The Nigerian Women's Trust Fund's strategy is posed to best operationalize their mission. The strategy consists of an emphasis on advocacy to lobby the political class and electorate through careful selection of competitive women candidates to best push for policy change for greater social equality, focusing on areas such as education, healthcare, voting rights, and economic and gender equality. The organization produces research on democracy, leadership, and governance and creates databases of profiled female aspirants, aiming to increase demand for female candidates. The Nigerian Women's Trust Fund acts as a fundraising and grant making association, supporting the campaigns of women across party lines.
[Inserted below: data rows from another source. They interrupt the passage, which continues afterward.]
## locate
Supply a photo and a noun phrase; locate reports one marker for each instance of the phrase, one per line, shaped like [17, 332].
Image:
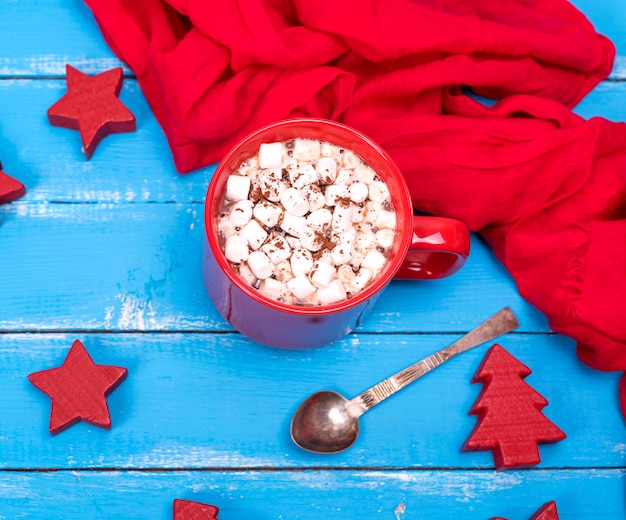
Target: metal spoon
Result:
[327, 422]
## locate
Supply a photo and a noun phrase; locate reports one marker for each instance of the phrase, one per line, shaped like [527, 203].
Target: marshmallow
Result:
[306, 149]
[386, 219]
[326, 169]
[374, 260]
[378, 191]
[314, 197]
[246, 275]
[273, 289]
[236, 249]
[322, 274]
[335, 292]
[364, 173]
[334, 192]
[260, 265]
[362, 279]
[311, 239]
[292, 224]
[384, 237]
[237, 187]
[349, 159]
[267, 213]
[294, 202]
[302, 176]
[277, 250]
[358, 191]
[342, 217]
[320, 219]
[301, 262]
[300, 287]
[254, 233]
[241, 212]
[270, 155]
[342, 253]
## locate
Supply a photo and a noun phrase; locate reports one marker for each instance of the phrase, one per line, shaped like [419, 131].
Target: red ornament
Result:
[546, 512]
[510, 421]
[10, 189]
[92, 107]
[78, 389]
[186, 510]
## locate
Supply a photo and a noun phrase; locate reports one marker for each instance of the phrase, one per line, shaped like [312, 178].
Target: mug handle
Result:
[439, 248]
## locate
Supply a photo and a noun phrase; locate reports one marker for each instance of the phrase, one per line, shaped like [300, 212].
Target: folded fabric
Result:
[545, 188]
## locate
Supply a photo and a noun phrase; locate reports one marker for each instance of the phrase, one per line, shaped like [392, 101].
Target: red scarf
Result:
[545, 188]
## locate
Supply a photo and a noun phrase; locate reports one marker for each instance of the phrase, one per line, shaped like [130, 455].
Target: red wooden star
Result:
[10, 189]
[78, 389]
[187, 510]
[92, 107]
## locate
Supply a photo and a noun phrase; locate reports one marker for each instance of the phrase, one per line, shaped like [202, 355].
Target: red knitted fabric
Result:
[545, 188]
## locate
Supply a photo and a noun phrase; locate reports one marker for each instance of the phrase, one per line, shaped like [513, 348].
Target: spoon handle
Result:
[500, 323]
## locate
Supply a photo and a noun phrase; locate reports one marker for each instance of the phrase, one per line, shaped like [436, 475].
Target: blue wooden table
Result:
[107, 251]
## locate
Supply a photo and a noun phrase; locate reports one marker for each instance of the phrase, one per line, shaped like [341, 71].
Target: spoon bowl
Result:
[327, 422]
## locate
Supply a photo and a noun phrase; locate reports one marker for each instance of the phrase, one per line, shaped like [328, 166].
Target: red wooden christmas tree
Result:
[510, 420]
[187, 510]
[10, 189]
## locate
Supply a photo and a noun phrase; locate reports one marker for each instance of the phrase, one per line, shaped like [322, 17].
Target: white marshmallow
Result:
[358, 191]
[254, 233]
[364, 173]
[378, 191]
[334, 192]
[277, 250]
[273, 289]
[335, 292]
[246, 275]
[322, 274]
[267, 213]
[362, 279]
[326, 169]
[241, 212]
[306, 149]
[311, 239]
[294, 202]
[384, 237]
[226, 228]
[260, 265]
[386, 219]
[236, 249]
[342, 253]
[342, 217]
[300, 287]
[374, 260]
[319, 219]
[302, 176]
[270, 155]
[349, 159]
[314, 197]
[301, 262]
[292, 224]
[237, 187]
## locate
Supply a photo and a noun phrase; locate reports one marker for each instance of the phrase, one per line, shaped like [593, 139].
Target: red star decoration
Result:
[10, 189]
[186, 510]
[78, 389]
[92, 107]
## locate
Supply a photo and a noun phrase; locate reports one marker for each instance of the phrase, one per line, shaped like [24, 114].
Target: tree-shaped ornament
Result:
[546, 512]
[510, 418]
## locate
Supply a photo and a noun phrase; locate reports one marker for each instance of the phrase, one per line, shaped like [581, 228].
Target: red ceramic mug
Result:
[424, 248]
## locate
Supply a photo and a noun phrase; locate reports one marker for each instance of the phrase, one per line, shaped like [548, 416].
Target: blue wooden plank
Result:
[346, 495]
[219, 401]
[137, 267]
The organization also holds programs to create resilient candidates prepared to campaign in a competitive political environment and bolster women's interest in elective positions.

== Impact ==
The Nigerian Women's Trust fund has made significant strides within the Nigerian political landscape. In 2022, The Nigerian Women's Trust Fund graduated 100 women from their training institute, the National Institute for Leadership and Ending Violence against Women and Girls. The training consisted of a 6 month mentorship program and was held in 8 states, including Adamawa, Cross River, FCT, Nasarawa, Ebonyi, Rivers, Nasarawa, Kebbi, and Ekiti. The organization has collaborated with the Independent National Electoral Commission to establish stakeholders to promote equality in the electoral space. The Nigerian Women's Trust fund has collaborated with the Child is Gold foundation to denounce human rights violations in Bauchi state. Overall, the Nigerian Women's Trust Fund serves as a beacon for women's representation in Nigerian governance globally.